The Scarrans try to force John to hand over the wormhole knowledge, but he has strapped himself to a nuclear device. If his heart stops, the bomb goes off. Sikozu locates a cavern only the Charrids are supposed to have access to and gives the information to John and Aeryn. When they are caught inside, the Charrids blame the Kalish for stealing the codes and tensions rise.
Minister Ahkna is on thin ice as it is, so when John demands that Scorpius be handed over to him, the Emperor Scarran seems to consider it. The Emperor confronts Scorpius, who announces that he's served the Scarrans for ten cycles as a spy. Allow him access to Crichton and Scorpius will separate the human from his bomb and hand him over.

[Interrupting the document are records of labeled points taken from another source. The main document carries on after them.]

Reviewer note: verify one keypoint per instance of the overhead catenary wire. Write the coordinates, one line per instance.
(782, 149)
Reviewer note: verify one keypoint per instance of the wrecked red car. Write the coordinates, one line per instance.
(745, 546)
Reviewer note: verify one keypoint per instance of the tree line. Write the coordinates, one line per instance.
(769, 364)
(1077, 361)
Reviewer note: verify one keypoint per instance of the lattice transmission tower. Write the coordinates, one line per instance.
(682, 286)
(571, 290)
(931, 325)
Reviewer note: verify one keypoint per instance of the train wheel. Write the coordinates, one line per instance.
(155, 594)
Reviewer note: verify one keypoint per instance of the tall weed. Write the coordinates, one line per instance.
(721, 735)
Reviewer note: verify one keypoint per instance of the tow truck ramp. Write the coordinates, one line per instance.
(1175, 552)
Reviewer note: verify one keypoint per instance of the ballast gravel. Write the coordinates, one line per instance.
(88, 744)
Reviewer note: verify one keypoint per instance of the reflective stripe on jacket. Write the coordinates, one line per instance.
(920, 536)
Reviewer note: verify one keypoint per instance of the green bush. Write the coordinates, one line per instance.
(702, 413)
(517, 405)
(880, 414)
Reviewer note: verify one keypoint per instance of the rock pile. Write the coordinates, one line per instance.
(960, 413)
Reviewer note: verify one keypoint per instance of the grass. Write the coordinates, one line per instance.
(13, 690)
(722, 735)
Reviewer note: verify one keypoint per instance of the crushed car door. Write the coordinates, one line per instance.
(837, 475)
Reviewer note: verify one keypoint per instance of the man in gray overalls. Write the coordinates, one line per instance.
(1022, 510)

Grayza offers a pardon for Moya's crew from the Supreme Council, but on the condition that no wormhole knowledge ever be shared with the Scarrans. Scorpius swears to John that he told the Scarrans nothing. Reassured, they collect Scorpius and start their escape. The riot erupts on cue, but just as they reach D'Argo's ship, Scorpius knocks John to the ground...
What We Learned
- There's a fairly fine line between madness and genius.
- Geniuses make plans.
- Ahkna lacks imagination.
- Scarran mivanks are not external.
- Sikozu is a bionoid.
- Mommy doesn't know Braca is Scorpius' boy.
- John is insane.
- They didn't need no stinking codes.
- First rule of piss-poor planning, have an exit ready before your entrance.
Best Lines
John: "It is beer o'clock, where the hell is my riot?"
What Did I Think?
I loved John crashing in to deliver his ultimatums.